Miller told the court on Jan. 22 that her mother still receives bills from Michigan State University’s Sport Medicine for her so-called treatments, despite those appointments being those in which she was sexually assaulted, according to Times magazine.
Judge Aquilina is allowing all of the victim- survivors to tell their story in court, regardless of length. Aquilina showed her passionate disgust in Nassar’s attempt to end the victim testimony in court, informing him that his plea wasn’t even worth the paper that it was written on.
“I would allow what he did to be done to him,” Aquilina said after hearing scores of victims’ survivor stories, according to a CNN video of the courtroom.
The court let it be known that Nassar was struggling with mental issues despite his refusing to admit it. Judge Aquilina even went so far as to o er Nassar the possibility of admitting he needed help that would in turn be paid for with taxpayer dollars, but instead Nassar decided to remain silent.

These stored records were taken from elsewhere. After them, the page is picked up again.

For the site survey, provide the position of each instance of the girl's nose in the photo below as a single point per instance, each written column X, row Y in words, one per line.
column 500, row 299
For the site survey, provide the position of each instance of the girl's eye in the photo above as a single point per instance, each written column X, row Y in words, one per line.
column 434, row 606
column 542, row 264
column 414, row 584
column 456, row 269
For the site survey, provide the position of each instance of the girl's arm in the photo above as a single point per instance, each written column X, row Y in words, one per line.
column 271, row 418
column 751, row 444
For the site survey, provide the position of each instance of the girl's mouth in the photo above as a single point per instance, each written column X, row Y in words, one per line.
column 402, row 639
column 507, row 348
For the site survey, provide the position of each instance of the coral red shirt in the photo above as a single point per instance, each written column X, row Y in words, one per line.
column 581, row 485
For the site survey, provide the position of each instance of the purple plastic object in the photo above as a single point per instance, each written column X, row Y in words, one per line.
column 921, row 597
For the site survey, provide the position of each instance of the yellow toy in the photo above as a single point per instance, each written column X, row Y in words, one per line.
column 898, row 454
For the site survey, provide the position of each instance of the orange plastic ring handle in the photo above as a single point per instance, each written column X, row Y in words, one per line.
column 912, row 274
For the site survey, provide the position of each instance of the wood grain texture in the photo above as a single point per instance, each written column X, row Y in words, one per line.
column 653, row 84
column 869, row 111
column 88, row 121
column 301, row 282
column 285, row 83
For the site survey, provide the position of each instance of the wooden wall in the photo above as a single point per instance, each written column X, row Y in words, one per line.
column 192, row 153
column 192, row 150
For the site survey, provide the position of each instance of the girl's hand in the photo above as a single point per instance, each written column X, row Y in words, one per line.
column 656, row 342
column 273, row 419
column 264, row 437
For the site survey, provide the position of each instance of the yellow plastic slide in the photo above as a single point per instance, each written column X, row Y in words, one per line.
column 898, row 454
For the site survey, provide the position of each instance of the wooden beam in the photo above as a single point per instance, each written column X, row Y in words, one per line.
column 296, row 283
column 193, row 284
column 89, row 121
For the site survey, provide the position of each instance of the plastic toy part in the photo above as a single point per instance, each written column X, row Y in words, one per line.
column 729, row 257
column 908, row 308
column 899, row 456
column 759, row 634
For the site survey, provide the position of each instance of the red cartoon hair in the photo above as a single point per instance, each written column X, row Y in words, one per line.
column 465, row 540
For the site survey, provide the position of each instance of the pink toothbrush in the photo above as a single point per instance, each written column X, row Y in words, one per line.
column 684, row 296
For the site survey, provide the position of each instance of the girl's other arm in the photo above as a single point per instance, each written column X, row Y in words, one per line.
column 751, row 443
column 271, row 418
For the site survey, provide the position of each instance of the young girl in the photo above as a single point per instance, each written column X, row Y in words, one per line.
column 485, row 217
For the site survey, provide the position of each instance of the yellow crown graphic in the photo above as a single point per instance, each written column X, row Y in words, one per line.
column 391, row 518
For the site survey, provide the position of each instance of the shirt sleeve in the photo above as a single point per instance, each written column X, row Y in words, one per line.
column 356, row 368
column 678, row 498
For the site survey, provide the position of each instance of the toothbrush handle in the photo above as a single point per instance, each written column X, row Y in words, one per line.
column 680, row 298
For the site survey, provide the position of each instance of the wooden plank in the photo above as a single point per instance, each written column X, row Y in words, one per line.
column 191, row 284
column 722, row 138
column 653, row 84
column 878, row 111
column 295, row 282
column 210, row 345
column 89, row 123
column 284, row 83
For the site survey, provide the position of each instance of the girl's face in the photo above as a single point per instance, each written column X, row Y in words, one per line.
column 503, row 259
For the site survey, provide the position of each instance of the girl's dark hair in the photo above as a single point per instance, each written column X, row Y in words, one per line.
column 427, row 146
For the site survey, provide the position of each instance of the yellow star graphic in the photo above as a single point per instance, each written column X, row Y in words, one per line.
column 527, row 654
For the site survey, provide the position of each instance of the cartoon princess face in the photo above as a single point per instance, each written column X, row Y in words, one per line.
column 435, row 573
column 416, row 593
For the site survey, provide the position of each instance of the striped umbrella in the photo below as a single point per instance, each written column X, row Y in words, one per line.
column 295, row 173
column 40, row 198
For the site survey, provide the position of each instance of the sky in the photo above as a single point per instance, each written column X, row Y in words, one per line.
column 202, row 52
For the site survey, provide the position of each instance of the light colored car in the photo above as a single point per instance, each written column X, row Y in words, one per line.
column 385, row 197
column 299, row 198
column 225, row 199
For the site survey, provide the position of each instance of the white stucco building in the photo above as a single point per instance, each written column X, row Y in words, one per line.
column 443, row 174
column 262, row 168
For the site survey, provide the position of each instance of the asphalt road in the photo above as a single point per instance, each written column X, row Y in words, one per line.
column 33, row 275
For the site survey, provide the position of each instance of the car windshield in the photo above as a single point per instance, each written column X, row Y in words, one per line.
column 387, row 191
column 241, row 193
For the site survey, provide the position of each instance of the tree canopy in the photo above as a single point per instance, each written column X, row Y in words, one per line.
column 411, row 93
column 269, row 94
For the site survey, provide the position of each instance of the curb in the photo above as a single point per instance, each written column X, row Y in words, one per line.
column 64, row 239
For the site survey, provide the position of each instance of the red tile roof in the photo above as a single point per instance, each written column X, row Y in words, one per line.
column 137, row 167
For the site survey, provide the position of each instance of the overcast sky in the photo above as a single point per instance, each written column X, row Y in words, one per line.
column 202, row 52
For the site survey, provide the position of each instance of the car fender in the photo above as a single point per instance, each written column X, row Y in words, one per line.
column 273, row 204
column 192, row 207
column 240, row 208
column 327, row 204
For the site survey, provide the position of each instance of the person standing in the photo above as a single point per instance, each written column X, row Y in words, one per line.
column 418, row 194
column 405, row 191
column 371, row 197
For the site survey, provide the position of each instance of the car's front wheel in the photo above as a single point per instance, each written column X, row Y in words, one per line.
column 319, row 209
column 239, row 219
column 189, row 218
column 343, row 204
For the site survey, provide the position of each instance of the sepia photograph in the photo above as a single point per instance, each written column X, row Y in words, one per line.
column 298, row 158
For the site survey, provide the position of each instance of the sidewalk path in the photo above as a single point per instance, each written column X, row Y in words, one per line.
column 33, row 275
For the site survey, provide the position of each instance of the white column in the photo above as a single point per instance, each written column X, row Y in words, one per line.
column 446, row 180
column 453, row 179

Because of Nassar’s former status as the USA Gymnastics team doctor, he has “treated” several well-known Olympic gold medalists. Athletes such as Simone Biles, Aly Raisman and Gabby Douglas all stepped forward and finally told their stories.
During her testimony, Aly Raisman looked Nassar right in the eye and confronted him.
“Larry, you do now realize that we, this group of women you so heartlessly abused over such a long period of time, are now a force, and you are nothing,” Raisman said, according to CNN.
Dr. Nassar was also close friends with John Geddert, the now-suspended USA Gymnastics coach for the gold-medal winning team in London in 2012.
Nassar and Geddert have been friends for more than 20 years. The two first worked together at Geddert’s Great Lakes Gymnastics club and then again at Twistars USA Gymnastics Club in 1996, right around the same time that the first assault occurred, according to ESPN.
Geddert has temporarily been suspended from his position until further notice while the sexual assault case is still under investigation.
Along with Geddert, several figures at Michigan State University and USA Olympics have been questioned since the sexual assault stories have come to light.
Many high-ranking people, such as Mark Hollis, the MSU Athletic Director, have stepped down from their positions at the University or at Team USA Gymnastics, according to NBC News.
According to The New York Times, reports of Nassar’s sexual abuse began as early as the summer of 2015. But with the recent movement of empowerment and encouragement, women continued to come forward to confront Nassar’s abuse and ultimately resulted in his sentencing to life in prison.